Steubenville, Ohio has been abuzz with news of an alleged gang rape cover-up. Sheriff Fred Abdalla confronted protesters demanding the truth about the case and justice for the victim on Saturday.
"I'm not going to stand here and try to convince you that I'm not the bad guy. You've already made your minds up," Abdalla said from the foot of the Jefferson County Courthouse, according to Reuters.
Approximately 1,000 protesters demanded that more students be charged in connection with the rape, given the various tweets, posts, and a video showing students laughing about the rape that was posted online. The group, led by Anonymous, criticized police for not doing their job and charging those students as well.

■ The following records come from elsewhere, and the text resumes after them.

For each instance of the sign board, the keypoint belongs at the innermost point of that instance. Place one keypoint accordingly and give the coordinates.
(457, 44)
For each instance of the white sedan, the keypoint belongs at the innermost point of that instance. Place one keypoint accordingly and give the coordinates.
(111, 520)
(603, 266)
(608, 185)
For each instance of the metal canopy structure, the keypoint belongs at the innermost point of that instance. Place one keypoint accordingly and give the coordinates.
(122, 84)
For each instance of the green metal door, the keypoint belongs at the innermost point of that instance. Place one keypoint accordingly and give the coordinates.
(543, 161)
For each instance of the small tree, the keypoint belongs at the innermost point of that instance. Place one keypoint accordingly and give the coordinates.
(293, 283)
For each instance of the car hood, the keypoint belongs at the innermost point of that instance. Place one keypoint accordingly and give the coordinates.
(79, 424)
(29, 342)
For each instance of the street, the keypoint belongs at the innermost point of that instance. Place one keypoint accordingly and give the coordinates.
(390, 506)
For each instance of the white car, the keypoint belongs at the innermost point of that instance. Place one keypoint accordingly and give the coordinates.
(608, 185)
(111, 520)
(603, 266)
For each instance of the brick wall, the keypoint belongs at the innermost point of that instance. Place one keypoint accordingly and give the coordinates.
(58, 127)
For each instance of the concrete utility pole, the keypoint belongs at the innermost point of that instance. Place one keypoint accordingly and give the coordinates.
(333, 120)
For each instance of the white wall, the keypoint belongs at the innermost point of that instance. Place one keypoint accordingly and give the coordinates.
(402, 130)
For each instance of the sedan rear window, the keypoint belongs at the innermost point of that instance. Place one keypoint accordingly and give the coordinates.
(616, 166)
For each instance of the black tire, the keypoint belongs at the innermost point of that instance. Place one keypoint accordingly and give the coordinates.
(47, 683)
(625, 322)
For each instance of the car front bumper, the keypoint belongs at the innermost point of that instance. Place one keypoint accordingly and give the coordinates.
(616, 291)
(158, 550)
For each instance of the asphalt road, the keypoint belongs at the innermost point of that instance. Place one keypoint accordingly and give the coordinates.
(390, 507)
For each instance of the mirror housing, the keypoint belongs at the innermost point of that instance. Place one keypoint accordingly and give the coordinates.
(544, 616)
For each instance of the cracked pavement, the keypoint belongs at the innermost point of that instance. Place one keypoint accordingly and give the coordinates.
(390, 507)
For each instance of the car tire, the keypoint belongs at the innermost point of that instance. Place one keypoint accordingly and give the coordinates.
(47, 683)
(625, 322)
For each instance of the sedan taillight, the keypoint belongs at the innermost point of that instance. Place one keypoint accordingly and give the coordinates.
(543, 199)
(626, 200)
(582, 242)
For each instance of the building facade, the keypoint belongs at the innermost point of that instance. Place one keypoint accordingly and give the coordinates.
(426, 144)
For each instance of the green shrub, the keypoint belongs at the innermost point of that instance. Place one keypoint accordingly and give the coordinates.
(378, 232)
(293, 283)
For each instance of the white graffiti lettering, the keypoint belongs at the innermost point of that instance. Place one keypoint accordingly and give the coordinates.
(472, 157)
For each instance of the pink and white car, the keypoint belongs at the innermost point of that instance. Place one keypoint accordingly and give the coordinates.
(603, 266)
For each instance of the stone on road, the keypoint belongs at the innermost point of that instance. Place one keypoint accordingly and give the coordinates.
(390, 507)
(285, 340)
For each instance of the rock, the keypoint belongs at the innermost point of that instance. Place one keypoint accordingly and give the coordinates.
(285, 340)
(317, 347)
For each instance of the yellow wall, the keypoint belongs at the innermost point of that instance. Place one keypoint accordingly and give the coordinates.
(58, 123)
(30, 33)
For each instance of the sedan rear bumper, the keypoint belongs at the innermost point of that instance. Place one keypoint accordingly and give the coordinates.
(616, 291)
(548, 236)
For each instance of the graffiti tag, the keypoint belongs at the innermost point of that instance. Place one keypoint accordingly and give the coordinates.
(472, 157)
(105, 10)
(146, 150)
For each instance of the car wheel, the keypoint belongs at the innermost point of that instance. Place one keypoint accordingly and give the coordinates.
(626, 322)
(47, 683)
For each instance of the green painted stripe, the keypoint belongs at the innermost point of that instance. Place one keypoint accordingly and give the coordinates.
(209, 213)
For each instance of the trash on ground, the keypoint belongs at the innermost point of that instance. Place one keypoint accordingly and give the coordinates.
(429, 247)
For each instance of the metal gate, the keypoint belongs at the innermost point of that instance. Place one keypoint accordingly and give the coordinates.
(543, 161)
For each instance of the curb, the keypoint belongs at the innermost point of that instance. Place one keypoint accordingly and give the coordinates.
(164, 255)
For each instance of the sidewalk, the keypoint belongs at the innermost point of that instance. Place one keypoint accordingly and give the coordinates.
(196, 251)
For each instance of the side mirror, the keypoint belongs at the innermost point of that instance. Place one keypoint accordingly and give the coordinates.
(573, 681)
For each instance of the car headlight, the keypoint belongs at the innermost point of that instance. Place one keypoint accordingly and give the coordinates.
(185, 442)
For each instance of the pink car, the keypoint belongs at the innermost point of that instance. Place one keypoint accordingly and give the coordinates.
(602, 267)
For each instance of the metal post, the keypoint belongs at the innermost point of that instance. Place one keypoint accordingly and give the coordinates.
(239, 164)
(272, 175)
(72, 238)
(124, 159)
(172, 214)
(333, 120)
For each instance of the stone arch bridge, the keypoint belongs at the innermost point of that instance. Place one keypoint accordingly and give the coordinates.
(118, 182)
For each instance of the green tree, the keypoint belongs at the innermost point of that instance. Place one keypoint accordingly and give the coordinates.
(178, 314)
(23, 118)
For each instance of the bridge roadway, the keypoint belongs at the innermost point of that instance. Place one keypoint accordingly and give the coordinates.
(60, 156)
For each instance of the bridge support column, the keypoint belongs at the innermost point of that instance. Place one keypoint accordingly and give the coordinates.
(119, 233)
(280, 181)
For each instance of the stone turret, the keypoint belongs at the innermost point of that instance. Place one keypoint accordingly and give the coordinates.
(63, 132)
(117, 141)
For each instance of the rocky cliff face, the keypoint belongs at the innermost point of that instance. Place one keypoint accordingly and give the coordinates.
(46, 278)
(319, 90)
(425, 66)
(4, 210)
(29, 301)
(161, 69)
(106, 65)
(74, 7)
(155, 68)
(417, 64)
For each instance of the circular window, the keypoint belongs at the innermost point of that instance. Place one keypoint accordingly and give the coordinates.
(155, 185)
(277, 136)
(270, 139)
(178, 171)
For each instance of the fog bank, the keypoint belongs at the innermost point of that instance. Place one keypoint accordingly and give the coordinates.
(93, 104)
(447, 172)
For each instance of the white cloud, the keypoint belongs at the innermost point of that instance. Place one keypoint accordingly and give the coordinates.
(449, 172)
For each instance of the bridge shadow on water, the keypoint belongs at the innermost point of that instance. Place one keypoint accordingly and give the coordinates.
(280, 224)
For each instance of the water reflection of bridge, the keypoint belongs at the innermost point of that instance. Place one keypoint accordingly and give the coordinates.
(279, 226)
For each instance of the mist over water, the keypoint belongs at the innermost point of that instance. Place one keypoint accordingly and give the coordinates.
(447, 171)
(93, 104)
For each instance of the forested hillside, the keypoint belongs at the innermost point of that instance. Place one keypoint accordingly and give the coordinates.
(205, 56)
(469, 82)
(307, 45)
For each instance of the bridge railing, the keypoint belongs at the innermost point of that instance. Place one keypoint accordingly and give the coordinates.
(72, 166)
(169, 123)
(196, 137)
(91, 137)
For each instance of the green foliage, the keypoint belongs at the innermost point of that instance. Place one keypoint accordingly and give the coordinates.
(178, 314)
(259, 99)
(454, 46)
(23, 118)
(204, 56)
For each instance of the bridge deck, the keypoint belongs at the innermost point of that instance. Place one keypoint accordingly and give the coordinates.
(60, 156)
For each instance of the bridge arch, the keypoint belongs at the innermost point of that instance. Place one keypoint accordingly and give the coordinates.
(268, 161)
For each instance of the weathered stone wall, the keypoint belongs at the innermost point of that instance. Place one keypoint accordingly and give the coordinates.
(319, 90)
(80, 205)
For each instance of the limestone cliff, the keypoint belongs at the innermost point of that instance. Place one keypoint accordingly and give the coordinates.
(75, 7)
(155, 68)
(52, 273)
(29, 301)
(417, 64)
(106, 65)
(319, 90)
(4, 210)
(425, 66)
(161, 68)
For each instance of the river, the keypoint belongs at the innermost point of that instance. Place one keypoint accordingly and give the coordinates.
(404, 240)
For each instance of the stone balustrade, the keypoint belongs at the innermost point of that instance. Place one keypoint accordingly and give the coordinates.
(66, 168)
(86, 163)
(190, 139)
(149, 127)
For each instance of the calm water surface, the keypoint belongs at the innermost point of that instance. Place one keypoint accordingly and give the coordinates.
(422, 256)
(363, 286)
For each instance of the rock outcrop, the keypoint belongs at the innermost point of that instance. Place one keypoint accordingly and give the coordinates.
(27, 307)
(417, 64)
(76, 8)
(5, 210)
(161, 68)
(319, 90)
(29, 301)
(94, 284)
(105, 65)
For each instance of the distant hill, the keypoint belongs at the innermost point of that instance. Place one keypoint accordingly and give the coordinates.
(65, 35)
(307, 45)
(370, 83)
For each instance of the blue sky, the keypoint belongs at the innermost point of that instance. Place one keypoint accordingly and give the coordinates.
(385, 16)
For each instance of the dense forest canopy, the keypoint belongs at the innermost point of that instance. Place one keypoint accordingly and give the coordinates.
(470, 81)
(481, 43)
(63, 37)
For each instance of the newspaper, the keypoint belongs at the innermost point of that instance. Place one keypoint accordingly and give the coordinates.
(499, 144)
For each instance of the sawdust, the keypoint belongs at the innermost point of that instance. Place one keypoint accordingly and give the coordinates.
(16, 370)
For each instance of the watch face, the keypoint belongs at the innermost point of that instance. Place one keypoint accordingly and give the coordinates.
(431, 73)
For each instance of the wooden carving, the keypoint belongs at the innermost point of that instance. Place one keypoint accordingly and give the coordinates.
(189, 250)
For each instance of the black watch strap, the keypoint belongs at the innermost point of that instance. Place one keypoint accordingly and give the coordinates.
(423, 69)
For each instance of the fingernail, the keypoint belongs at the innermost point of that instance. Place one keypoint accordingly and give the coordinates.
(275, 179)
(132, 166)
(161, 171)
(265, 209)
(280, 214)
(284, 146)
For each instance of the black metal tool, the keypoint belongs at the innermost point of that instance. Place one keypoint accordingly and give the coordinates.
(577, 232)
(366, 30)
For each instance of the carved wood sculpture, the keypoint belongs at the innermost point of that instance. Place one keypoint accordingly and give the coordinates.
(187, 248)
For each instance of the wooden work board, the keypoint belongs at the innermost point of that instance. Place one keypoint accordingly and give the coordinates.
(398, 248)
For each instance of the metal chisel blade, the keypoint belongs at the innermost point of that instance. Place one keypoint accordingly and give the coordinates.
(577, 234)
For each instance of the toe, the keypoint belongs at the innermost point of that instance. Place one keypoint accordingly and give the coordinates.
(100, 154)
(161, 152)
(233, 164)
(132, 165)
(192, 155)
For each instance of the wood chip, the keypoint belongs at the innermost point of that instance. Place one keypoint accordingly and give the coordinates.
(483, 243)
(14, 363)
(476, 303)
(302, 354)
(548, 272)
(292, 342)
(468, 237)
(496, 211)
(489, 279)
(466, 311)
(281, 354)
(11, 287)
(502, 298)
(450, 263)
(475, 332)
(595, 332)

Right now, Ma'lik Richmond and Trenton Mays, both 16, stand accused of raping a fellow student at a party in August. They were arrested but released to house arrest to await trial, which begins on Feb. 13. The victim, still unnamed, has received death threats from members of the community, and has police protection 24 hours a day.
"It's a disgusting video," Abdalla responded when asked about the footage of students talking and laughing about the assault. "It's stupidity, but you can't arrest somebody for being stupid."
The protest then took an even more personal tone, as one-by-one, protesters were allowed to address the crowd via a microphone and raised platform.
"Some called for Abdalla and other local officials to step down from office," Reuters reported.
Others shared their own stories of abuse, and still more simply expressed their hope for justice. Abdulla told Reuters he stood by his decision and would not charge anyone else with a crime in this case. "People have got their minds made up. A case like this, who would want to cover any of it up?" he asked.
In order to diffuse some of the rising tension in the community, and across the nation, the City of Steubenville has established a website dedicated to reporting the truth on the matter.
"When people are saying that our police department did not follow procedure, that the football team runs the city, that is not the case," City Manager Cathy Davison told the Associated Press. "They went by the book. Everything was handled in an above-board fashion to make sure that the case can benefit from the fullest extent of the law."
"Steubenville is a fantastic place to live, work and play," Davison added. "We have warm and loving people here, and this incident could be anywhere in America or the country or the world, and it's really unfortunate that it's tarnishing the city's reputation."